J’ai toujours écrit, mais parfois tourné en rond. Depuis six ans, ça commence à s’organiser. On était avec mon compagnon dans un tout petit studio, une cuisine et une chambre, ma table de travail était vraiment petite, un ordinateur et quelques feuillets, le reste par terre ou sur une chaise, lui plus près de la fenêtre lisait les journaux en ligne, écoutait des entretiens littéraires et philosophiques et parfois il venait derrière mois et me mettait des écouteurs sur les oreilles, tiens écoute-ça, j’ai découvert ainsi beaucoup d’écrivains, de philosophes, et je reprenais vite là où il m’avait interrompu. Ça a duré deux ans, et puis il est mort. Je suis rentrée chez moi, et j’écris dans une très grande cuisine, sur le coin d’une grande table en bois brut. Il me manque ce compagnon, grand désir qu’il soit là comme au moment où ensemble nous fermions l’ordinateur et discutions si tard dans la nuit. J’ai tout le temps de relire ma vie du temps où mon mari et mes enfants étaient là et j’y vois tout ce qu’on a traversé mais aussi toutes mes erreurs. J’admire ceux qui ont étudié longtemps et emmagasiné une énorme somme de connaissance réflexion rencontres aussi. Je voudrais écrire plus fluide, plus consistant. Me revient cette époque où j’étais furieuse après les moniales, une vie dure sévère, je sais que je suis de mauvaise foi, mais comment elles pouvaient s’abstraire du monde, il fallait bien quelqu’une pour faire pousser les légumes les éplucher, les faire cuire, et le linge et la poussière, pas normal qu’elles aient cette tranquillité là pendant que j’étais toujours occupée surchargée de travail interrompue sans avoir le temps de creuser une idée ou finir un bouquin. Maintenant j’ai plus de calme et de temps, mais je cadre mes journées, sinon ce serait facile mais débilitant de suivre le gré du vent.
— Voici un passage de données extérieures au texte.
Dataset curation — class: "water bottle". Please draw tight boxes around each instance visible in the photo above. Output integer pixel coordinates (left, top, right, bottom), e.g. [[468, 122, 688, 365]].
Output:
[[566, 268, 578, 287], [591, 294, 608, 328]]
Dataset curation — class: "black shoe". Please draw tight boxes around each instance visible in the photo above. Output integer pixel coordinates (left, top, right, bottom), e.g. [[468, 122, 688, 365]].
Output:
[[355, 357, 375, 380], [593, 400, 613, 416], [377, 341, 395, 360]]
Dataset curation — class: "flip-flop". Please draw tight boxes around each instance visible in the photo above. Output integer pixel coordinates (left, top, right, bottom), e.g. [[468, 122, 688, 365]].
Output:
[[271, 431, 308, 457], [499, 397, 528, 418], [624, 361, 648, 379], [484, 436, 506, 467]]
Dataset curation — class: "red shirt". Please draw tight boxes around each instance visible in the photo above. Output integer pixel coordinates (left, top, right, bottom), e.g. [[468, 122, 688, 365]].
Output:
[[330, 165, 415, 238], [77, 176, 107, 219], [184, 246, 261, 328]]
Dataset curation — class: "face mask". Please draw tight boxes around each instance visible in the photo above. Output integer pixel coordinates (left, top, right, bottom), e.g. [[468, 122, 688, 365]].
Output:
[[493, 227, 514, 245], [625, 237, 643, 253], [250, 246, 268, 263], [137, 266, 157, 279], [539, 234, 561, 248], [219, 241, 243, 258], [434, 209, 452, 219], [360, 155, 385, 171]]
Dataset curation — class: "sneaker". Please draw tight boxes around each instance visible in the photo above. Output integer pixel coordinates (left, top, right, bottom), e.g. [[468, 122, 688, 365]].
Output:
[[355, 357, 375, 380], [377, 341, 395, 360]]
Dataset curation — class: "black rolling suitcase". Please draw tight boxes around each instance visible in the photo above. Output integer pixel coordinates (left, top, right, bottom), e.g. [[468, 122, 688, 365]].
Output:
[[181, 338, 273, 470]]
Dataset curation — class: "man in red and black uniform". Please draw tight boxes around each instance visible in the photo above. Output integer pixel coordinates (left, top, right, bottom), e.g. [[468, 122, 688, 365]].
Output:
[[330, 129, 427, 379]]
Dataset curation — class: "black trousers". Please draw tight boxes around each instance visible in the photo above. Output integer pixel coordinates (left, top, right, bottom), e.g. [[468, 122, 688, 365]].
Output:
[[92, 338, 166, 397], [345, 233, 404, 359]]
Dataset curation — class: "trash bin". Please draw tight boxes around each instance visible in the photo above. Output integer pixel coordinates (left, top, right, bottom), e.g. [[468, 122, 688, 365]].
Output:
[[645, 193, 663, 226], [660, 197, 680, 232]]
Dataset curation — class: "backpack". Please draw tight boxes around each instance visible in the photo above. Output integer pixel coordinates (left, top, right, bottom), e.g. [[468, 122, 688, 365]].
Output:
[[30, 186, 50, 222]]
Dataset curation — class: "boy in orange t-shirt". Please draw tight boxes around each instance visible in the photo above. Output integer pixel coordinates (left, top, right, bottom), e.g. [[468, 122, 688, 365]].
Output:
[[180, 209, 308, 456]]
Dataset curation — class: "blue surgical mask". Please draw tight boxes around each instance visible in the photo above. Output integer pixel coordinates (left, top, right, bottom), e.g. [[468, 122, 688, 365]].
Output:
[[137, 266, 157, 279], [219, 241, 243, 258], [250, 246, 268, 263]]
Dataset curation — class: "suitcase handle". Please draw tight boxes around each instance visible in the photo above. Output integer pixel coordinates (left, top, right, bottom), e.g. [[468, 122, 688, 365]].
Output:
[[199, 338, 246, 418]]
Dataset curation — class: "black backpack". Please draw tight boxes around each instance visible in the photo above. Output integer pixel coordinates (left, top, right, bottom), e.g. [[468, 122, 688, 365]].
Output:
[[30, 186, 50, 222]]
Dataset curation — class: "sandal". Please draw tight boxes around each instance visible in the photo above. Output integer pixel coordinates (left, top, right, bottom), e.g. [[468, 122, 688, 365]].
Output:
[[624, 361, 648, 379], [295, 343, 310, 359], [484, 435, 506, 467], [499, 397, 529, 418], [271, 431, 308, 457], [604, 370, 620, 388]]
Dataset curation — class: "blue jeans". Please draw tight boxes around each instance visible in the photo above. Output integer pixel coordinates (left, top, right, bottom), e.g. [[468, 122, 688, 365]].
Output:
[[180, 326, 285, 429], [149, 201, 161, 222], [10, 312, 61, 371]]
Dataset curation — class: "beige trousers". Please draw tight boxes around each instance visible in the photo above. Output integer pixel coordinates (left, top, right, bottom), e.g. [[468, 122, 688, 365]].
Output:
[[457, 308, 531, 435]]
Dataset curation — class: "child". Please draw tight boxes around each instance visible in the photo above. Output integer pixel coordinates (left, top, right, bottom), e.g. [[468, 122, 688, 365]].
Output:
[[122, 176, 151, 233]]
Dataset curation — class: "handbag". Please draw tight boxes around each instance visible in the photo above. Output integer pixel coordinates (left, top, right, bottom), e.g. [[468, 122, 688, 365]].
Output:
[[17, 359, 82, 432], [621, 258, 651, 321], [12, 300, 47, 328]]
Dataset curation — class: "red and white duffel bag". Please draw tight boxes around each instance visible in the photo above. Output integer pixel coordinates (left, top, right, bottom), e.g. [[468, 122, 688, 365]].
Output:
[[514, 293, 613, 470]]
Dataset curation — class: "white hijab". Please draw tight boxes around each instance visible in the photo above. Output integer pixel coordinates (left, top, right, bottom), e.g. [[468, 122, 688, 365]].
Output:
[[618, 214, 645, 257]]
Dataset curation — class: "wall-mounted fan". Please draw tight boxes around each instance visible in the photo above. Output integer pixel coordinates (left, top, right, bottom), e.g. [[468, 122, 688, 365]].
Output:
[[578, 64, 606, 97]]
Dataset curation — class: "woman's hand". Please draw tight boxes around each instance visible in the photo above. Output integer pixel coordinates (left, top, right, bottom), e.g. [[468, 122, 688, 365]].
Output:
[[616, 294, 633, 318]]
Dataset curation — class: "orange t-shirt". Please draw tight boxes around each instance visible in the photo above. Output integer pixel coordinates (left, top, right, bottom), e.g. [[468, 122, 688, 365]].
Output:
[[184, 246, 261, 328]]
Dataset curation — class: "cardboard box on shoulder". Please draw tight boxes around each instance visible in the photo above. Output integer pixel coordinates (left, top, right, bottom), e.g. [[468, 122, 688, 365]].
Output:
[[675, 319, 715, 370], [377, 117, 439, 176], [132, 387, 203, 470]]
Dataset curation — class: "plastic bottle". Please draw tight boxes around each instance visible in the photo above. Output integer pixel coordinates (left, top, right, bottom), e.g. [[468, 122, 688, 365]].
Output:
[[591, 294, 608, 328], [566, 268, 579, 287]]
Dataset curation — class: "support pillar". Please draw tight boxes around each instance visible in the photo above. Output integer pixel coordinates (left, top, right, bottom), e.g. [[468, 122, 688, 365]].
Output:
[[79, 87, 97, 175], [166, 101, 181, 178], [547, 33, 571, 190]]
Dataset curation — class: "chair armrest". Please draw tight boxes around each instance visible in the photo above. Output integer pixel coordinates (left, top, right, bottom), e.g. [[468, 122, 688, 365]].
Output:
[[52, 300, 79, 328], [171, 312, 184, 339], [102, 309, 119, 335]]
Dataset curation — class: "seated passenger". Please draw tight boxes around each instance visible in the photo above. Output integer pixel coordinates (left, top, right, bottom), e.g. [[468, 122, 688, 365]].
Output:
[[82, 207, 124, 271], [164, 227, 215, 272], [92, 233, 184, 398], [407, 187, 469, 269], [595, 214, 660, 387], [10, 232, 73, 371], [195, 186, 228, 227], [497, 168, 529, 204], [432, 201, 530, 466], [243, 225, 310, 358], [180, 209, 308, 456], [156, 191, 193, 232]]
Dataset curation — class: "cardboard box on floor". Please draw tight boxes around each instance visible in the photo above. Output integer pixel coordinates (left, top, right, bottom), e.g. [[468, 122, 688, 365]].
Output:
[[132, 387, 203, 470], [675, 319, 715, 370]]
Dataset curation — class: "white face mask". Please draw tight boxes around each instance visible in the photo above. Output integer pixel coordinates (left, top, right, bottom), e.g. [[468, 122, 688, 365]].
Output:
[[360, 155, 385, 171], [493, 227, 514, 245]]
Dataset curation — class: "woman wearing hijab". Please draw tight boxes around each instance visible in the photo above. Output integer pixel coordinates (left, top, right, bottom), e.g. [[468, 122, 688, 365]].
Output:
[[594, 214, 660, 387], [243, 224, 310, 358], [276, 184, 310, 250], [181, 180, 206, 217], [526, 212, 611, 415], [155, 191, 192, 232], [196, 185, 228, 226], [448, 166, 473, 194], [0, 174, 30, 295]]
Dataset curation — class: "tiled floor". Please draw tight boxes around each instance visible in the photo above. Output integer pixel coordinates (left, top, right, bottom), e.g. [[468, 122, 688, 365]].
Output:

ton « je sais que je suis de mauvaise foi »est juste magnifique (et d’ailleurs, tu dis « plus consistant » ,allez..) (magnifique comme tout le reste) (bonne suite)
Je pense à cette phrase de Charles Juliet, qui la tenait peut-être d’un.e autre que lui… car tout se dilue, on le sait, et souvent disparaît pour revenir sous d’autres formes, dans la transmission des idées phares…
« Je suis le prisonnier de la geôle dont je suis le gardien ».
Cette histoire de « foi » pas conforme me fait penser à cela. Et j’aime beaucoup cette rébellion qui demande pourtant encore des anneaux d’arrimage à l’immobilité de l’écriture personnelle.
Bonne écriture , Simone, ne tournez plus en rond, sortez donc de la carré des servitudes collectives. N’ayez pas peur du vent.
oh Simone oui, nécessité d’un ancrage face à cette liberté qui nous vient avec les ans… mais justement un moment d’écriture comme se peut est un ancrage et tant mieux si parfois c’est avec satisfaction mais ce n’est pas indispensable.